Third year as SG over already!

It is difficult to believe but today marks the beginning of my fourth year as Secretary General of the European Economic and Social Committee. Just this past week a friend asked me if I was still enjoying the job and my reply was very much in the affirmative. It’s the people – the Committee’s members and its staff – that make the job enjoyable. Of course, some aspects of the work are necessarily routine: the organic cycle of Section meetings, Enlarged Presidency Meetings, Bureau meetings and plenary sessions being the most obvious example. There are longer cycles: the two-and-a-half years of each Presidency, for example, and the five years of each full mandate. But even within these cyclical, rhythmic structures there are always challenges and surprises to keep the SG on his toes. My first years have been characterised by budgetary reform, getting the establishment plan sorted and directors recruited, welcoming new members at the beginning of the 2010 mandate, making sure that the Committee was equipped to deal with the now implemented Lisbon Treaty and accompanying successive Presidents Mario Sepi and Staffan Nilsson in realising their ambitions and implementing their work programmes.
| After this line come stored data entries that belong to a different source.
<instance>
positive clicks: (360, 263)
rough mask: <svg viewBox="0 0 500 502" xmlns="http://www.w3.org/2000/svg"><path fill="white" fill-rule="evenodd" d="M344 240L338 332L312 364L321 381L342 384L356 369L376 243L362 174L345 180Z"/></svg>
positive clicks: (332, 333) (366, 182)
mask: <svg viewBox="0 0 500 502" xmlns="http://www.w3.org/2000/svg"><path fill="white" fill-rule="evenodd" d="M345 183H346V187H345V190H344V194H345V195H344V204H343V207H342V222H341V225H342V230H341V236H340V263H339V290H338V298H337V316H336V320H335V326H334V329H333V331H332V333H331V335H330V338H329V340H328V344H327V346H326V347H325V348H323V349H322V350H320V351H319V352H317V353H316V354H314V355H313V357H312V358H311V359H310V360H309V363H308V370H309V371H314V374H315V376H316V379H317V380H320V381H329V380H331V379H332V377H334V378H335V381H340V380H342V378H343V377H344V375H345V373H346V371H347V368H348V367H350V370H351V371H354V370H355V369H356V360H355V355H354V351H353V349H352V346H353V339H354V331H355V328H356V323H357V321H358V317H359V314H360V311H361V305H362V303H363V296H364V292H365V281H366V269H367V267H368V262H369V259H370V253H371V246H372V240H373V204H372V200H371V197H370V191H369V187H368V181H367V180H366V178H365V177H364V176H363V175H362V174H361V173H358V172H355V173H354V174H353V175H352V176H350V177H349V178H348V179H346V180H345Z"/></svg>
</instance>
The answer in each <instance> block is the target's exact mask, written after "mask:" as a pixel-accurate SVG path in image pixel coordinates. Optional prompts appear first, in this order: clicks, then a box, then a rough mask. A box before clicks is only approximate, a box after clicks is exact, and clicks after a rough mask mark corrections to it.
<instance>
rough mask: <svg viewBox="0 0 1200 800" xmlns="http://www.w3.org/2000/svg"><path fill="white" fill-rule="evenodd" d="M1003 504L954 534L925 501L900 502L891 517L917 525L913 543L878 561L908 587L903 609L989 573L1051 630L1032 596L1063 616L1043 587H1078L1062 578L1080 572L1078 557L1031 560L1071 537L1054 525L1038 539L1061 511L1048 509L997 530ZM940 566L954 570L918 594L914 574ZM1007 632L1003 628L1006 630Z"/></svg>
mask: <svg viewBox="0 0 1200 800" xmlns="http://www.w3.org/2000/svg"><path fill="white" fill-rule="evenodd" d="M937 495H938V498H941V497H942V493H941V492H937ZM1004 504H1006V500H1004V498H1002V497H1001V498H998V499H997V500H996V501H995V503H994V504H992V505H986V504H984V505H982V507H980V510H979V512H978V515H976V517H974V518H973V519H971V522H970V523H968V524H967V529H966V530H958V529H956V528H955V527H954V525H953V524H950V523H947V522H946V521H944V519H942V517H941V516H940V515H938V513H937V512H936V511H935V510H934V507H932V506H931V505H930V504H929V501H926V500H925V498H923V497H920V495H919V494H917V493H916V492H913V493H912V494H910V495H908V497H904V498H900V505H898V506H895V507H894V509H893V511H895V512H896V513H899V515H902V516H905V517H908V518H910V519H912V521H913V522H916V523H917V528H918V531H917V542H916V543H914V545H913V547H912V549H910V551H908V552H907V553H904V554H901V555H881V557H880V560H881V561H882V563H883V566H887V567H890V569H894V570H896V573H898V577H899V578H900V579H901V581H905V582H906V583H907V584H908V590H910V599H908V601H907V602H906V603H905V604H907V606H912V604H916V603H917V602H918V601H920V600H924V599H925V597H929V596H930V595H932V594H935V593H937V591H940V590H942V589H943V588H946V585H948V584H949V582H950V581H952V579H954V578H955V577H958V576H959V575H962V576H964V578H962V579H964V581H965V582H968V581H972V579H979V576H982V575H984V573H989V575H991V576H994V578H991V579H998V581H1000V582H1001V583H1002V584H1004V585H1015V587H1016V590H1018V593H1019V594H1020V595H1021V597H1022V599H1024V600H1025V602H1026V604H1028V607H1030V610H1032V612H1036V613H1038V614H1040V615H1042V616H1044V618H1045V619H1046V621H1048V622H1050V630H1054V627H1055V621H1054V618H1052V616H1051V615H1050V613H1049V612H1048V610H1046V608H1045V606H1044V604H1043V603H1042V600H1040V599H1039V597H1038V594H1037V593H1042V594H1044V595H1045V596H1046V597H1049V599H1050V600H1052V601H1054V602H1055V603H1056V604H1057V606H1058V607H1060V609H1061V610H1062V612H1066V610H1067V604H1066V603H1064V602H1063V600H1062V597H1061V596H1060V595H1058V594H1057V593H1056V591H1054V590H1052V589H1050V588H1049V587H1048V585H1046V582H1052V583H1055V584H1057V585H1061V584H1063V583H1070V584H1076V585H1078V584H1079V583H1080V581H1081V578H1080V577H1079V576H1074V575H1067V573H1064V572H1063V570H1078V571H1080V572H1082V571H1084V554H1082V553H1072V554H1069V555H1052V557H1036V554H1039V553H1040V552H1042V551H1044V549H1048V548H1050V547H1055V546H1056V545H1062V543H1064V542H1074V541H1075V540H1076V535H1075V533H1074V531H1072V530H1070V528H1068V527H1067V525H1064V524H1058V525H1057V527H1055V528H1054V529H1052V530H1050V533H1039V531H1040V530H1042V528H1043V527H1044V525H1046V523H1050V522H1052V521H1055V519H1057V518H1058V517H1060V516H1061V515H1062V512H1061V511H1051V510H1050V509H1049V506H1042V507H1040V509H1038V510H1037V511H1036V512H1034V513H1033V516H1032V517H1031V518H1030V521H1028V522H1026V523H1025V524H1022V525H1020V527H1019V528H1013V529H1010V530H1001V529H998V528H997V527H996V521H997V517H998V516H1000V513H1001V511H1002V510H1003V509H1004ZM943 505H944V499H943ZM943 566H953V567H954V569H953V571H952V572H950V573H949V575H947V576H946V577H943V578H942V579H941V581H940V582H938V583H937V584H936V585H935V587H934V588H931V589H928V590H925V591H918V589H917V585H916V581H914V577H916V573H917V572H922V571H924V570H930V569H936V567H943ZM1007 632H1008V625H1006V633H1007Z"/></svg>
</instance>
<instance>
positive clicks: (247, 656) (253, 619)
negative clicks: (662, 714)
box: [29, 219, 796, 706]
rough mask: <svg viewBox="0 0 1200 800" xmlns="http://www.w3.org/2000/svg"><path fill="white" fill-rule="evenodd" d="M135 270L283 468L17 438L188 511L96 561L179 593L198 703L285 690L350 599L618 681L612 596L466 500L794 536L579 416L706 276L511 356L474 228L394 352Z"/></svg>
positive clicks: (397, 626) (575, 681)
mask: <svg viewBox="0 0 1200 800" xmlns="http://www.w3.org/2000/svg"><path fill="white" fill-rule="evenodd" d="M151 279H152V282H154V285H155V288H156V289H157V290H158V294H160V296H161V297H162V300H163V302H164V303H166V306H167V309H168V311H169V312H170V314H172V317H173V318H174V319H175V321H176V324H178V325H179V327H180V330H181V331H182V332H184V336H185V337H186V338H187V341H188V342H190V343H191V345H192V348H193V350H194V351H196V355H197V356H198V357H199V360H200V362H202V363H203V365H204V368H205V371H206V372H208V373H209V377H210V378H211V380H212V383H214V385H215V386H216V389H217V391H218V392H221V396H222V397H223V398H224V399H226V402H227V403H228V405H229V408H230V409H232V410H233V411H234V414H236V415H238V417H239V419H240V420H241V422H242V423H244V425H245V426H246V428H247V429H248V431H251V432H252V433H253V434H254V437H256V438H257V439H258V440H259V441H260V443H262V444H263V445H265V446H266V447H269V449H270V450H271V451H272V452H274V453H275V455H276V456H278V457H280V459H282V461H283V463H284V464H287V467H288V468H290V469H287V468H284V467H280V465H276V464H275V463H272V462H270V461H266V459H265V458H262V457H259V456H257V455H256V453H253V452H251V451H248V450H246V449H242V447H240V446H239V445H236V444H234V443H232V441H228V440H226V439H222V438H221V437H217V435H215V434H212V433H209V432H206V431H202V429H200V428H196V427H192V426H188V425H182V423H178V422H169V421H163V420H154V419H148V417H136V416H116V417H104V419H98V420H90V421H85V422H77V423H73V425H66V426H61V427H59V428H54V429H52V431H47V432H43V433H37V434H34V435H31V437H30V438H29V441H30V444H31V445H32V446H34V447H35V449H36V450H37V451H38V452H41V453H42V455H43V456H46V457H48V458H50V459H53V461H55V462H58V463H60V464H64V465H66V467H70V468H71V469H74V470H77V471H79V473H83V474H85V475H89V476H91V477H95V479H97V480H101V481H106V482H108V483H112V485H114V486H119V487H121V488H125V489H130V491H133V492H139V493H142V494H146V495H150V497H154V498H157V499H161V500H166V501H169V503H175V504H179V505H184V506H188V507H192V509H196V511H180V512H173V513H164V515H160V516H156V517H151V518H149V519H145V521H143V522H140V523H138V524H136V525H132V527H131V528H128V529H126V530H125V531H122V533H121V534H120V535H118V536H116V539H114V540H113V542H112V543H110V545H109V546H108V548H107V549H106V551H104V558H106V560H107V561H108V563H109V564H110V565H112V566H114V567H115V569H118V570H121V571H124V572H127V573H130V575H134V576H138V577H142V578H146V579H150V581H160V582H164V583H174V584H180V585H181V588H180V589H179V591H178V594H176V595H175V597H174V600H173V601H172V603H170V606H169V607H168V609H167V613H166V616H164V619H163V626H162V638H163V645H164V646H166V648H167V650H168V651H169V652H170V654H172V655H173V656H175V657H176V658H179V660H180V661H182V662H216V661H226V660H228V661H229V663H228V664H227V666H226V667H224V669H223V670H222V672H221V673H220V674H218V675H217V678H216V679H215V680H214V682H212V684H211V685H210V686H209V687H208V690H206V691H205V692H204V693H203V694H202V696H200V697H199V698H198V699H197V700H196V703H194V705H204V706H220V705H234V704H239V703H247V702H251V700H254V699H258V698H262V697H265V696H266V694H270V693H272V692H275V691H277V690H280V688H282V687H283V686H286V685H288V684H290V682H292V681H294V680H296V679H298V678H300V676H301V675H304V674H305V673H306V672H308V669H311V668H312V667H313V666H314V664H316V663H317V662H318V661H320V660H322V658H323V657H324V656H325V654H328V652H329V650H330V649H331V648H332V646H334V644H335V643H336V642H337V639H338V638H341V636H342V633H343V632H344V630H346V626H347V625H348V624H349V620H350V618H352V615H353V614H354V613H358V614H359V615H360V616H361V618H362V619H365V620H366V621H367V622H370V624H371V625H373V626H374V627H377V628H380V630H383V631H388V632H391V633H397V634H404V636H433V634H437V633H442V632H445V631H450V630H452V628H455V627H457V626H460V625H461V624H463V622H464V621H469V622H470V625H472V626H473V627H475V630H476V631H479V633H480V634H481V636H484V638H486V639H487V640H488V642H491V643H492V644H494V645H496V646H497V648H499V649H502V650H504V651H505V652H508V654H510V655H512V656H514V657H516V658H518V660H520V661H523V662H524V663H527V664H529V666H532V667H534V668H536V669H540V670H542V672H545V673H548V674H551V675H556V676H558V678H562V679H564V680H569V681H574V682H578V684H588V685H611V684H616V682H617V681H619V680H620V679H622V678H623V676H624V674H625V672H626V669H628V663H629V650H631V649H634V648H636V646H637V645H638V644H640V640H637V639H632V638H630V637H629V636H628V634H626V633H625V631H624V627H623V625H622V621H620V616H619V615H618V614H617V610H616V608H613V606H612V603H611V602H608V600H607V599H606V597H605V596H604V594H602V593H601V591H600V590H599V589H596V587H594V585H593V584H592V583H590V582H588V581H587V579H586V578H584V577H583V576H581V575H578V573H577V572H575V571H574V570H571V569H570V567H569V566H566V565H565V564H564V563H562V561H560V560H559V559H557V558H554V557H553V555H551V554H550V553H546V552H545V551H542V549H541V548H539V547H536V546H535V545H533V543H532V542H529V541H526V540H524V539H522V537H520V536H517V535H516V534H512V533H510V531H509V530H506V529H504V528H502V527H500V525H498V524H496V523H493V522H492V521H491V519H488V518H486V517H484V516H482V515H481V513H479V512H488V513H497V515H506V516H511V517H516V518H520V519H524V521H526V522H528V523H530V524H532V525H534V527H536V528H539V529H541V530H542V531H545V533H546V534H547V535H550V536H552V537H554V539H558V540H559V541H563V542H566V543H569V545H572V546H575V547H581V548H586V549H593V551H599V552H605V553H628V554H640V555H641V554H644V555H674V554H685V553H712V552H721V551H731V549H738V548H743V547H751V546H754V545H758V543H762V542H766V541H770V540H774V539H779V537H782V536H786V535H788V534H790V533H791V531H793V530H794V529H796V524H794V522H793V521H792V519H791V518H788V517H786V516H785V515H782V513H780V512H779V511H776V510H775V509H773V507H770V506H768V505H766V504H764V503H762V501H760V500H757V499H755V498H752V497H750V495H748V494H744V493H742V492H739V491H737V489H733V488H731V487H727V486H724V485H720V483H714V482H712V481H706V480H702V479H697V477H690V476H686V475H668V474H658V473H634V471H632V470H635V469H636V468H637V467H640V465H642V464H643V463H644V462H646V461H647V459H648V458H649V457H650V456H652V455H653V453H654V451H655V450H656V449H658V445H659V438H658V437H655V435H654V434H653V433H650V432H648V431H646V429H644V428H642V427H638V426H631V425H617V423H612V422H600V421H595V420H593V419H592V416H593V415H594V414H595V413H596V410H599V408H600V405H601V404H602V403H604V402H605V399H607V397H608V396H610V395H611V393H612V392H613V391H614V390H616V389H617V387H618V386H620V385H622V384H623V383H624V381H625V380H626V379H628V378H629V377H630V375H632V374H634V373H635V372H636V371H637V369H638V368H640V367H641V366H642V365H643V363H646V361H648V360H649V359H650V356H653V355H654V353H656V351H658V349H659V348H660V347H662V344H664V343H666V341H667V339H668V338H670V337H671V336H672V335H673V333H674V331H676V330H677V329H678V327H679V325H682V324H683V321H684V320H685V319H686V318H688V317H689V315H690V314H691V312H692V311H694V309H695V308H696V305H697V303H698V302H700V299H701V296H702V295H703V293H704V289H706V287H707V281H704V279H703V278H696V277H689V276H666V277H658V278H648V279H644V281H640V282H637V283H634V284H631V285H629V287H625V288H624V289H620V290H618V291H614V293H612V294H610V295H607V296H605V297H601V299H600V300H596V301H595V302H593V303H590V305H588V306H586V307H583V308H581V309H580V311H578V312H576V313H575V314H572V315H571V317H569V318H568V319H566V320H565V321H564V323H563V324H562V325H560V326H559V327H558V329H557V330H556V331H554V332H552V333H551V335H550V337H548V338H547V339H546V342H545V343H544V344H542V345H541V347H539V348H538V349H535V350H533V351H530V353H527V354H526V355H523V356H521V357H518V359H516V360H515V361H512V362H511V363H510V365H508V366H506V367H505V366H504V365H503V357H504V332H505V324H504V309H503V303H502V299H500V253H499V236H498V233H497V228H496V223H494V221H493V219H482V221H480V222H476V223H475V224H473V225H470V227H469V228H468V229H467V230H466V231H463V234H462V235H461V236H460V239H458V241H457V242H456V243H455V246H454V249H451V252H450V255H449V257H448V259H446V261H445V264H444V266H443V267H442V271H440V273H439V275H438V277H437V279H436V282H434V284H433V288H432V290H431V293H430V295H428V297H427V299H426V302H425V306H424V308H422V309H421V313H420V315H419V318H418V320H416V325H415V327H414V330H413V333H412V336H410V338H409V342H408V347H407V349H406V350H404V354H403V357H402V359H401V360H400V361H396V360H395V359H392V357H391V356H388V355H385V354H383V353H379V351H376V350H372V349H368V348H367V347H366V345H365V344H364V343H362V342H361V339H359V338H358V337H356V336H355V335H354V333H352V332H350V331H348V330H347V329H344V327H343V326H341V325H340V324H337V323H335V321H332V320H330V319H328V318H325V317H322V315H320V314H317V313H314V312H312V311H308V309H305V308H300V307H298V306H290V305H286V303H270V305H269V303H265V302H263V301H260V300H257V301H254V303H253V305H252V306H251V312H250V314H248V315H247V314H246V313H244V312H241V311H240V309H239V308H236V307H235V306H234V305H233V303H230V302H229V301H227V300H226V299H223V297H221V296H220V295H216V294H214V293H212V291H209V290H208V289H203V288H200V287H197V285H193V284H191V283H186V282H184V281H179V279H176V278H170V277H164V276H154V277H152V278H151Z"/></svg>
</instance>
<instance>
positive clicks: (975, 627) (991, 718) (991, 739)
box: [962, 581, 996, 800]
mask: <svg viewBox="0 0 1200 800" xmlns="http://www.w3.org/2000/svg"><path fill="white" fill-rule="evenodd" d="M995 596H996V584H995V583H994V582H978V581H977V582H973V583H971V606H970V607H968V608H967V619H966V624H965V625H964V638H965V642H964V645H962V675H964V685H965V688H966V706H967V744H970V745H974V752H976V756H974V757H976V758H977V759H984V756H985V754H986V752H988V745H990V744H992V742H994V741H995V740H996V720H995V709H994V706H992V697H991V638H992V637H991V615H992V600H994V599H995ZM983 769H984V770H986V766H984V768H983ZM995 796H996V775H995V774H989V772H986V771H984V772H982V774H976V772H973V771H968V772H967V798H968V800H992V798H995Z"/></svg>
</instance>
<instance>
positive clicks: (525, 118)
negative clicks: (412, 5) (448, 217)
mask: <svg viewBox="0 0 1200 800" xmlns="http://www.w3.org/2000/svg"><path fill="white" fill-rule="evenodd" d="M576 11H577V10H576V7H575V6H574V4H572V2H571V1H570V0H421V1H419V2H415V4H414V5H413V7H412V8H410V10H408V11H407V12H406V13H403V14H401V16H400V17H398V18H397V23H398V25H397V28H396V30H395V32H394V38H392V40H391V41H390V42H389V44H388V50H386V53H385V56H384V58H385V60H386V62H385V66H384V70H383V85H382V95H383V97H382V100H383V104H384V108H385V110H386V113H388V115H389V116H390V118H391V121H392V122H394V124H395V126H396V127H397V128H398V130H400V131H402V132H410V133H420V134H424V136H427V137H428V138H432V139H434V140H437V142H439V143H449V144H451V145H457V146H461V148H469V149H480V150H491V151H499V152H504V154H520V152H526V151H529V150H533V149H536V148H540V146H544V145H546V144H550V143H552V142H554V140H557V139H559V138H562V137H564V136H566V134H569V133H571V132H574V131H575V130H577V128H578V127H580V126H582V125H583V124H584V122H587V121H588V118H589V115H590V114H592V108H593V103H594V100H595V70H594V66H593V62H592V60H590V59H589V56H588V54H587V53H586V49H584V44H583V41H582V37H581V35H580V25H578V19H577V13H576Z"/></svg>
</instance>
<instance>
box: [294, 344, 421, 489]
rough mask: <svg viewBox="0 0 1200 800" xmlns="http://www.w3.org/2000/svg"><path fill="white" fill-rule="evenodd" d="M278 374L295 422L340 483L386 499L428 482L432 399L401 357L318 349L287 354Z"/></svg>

In a sense the Committee has been in a (successful) quest to gain (modest) increases in resources so that it could do the more that was expected of it by the Lisbon Treaty. The next period promises to be challenging in a different way. If the Commission’s reform package goes through, there will be reductions in the work force. Priorities will have to be identified and choices will have to be made. At the same time, we’ll be welcoming the twenty-eighth member state (and twenty-third language) of the Union.

2 Comments

  1. Hugo Kijne

    How many years can you be in the SG position, or is there no term limit?

  2. Martin

    I was appointed for five years renewable, Hugo. But in general there are no hard and fast rules. The original secretaries-general of the institutions stayed for ages (Emile Noel stayed at the Commission for twenty-seven years!) but the rule of thumb now seems to be around ten.